Quels sont les premiers résultats ou constats de ce groupe ?

Tout d’abord que la technologie la plus performante ne remplace pas l’intervention humaine, mais la complète efficacement dès lors qu’elle a été co-construite avec les différents acteurs de la chaine de services mis en œuvre auprès de la personne qui en bénéficie à son domicile. A ce titre chacun comprend l’importance d’établir des passerelles entre les producteurs de services à la personne et les producteurs d’outils technologiques très en amont de leur mise sur le marché.

Ensuite, que si les outils sont plus ou moins adaptés à des besoins particuliers de publics spécifiques, comme c’est le cas par exemple pour la garde à domicile d’un jeune enfant, pour l’accompagnement dématérialisé à la réussite scolaire ou encore pour des personnes dépendantes ou handicapées, la connectique associée au domicile doit pouvoir s’appuyer de façon plus globale sur des process socles présentant des protocoles communs.
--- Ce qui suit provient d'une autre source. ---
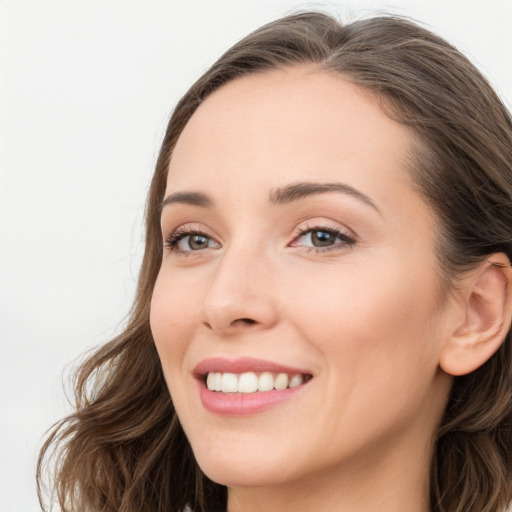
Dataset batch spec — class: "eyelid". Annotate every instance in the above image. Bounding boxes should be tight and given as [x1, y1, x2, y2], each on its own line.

Cette mutualisation permettra de réduire les coûts, pour les producteurs comme pour les clients. Ainsi par exemple, plutôt que d’avoir à former les intervenants à domicile à un trop grand nombre de solutions technologiques, il sera possible d’établir des contenus de formation professionnelle largement partagés.
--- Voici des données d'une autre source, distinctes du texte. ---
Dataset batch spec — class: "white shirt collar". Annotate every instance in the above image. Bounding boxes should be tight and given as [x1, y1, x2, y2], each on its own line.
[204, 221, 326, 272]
Enfin, les membres du groupe constatent que le développement des services à la personne et du domicile connecté dépendra de la capacité du secteur à créer des plateformes d’agrégateurs et de permettre aux entreprises intervenant à domicile de jouer un rôle pivot. Nous savons qu’il y a déjà en cours des évolutions concrètes en termes de modèles économiques. Il est intéressant, par exemple, de constater que dans le cadre du groupe de travail, la grande majorité des membres et cela malgré la diversité des métiers représentés considère que les pouvoirs publics n’ont pas à être au centre de la chaîne de valeur.

De nombreux acteurs se demandent comment se positionner vis-à-vis des plateformes comme Google Nest ou Apple HomeKit. A votre avis, comment va se constituer la chaîne de valeur du domicile connecté ?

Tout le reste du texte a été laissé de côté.